If you want to make this soup more substantial and hearty, add cooked white cannellini, borlotti, or navy beans. You can also add leftover cooked rice.

Ingredients:
1 large bunch chard, stems removed
3 cloves garlic, finely chopped
2 medium-size onions, finely chopped
2 fresh hot chilies, such as jalapenos, seeded and finely chopped
3 tablespoons olive oil
1 teaspoon fresh thyme, marjoram, or oregano
6 cups chicken or vegetable broth
4 medium-size tomatoes, peeled and chopped, or 2 cups canned, chopped and drained
½ cup finely chopped parsley leaves
sea salt and freshly ground pepper
slices of French or Italian bread, lightly toasted
olive oil
Grated Parmesan cheese

Directions:
1. Shred the chard by removing the stems and rolling up each leaf into small a sausage shape, then slicing rolls as thinly as possible, 1/8-1/4 inch thick is a good width. You should have 4 packed cups of chard.
2. Combine the garlic, onions, chilies, and olive oil in a 4-quart pot.
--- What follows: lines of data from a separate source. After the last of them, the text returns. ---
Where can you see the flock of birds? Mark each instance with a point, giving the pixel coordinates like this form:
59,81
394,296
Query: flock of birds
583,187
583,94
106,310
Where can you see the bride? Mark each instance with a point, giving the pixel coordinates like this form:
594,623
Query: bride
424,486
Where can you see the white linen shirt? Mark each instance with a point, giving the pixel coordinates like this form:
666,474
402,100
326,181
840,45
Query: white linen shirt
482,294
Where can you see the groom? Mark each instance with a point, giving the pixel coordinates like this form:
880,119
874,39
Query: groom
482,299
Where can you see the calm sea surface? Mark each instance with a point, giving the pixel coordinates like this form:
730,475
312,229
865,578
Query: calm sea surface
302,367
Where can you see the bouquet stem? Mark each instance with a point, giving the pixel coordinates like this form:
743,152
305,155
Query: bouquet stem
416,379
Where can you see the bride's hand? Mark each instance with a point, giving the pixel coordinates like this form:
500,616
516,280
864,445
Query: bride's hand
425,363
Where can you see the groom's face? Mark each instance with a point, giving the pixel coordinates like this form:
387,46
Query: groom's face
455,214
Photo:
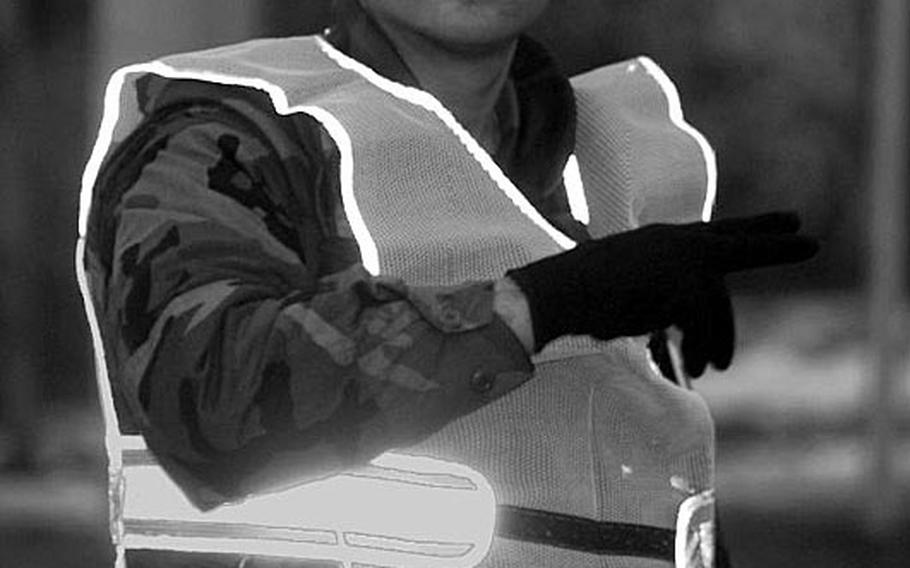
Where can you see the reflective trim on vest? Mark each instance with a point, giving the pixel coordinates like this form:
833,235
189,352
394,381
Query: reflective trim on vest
112,114
695,532
427,101
148,509
387,513
575,191
676,116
Stir over medium heat for 10 minutes or until the onions are translucent, but don’t brown. Add the thyme and cook for 2 minutes more.
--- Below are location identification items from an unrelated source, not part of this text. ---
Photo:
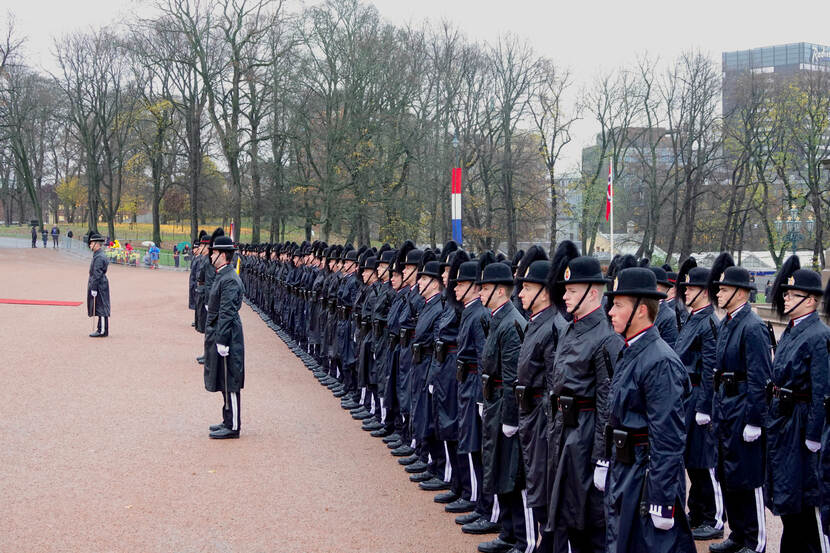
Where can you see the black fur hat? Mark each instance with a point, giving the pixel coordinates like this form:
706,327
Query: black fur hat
483,260
565,252
791,265
722,262
534,253
455,260
403,251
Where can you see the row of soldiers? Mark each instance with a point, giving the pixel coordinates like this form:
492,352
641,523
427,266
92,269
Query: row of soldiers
564,407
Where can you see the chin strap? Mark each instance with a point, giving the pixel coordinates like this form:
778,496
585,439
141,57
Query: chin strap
585,295
631,318
487,303
796,306
727,302
467,291
530,307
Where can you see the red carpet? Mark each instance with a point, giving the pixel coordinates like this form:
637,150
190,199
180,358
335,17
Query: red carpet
40,302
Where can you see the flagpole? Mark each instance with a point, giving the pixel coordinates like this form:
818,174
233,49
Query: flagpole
611,200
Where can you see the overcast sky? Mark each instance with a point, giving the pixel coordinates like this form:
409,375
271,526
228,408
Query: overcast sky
587,37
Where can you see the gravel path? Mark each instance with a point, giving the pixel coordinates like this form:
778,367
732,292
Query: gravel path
105,445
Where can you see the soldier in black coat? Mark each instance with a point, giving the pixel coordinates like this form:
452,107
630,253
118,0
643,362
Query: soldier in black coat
644,487
740,409
224,343
503,466
474,318
666,322
696,346
579,386
98,287
796,414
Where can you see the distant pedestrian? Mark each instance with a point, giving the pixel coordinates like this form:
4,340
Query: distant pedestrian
154,256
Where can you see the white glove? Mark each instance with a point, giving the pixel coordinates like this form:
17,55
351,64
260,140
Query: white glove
600,475
660,522
751,433
508,430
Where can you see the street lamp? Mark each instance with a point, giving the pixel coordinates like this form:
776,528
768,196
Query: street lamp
793,226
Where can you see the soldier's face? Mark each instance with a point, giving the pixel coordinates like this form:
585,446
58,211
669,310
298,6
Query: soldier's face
485,292
620,312
726,292
573,293
529,293
425,286
466,291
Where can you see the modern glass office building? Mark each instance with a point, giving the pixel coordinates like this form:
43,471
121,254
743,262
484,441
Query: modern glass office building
776,62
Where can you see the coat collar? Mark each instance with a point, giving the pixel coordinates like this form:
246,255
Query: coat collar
646,339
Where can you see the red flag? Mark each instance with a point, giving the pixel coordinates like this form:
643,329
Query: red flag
610,193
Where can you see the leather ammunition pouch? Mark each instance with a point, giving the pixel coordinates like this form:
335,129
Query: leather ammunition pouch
489,384
625,440
729,381
406,336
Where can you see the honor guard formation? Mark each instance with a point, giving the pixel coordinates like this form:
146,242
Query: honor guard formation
552,405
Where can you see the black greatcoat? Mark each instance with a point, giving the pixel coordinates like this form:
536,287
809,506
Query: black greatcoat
696,347
98,282
666,322
225,327
800,365
649,390
537,353
471,340
743,348
581,369
501,455
191,288
442,376
424,336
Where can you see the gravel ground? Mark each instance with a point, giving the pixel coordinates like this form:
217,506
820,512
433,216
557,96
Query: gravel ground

3. Add the broth and tomatoes and bring to a slow simmer. Simmer gently for 5 minutes, add the chard and simmer 10 minutes more.
4. Add the parsley to the simmering soup a minute or two before serving. Season with salt and pepper.
5. Chopped basil leaves with 1 tablespoon of olive oil whisked in make a lovely garnish, or simply pass the olive oil, drizzle it over the served soup and pass the grated cheese.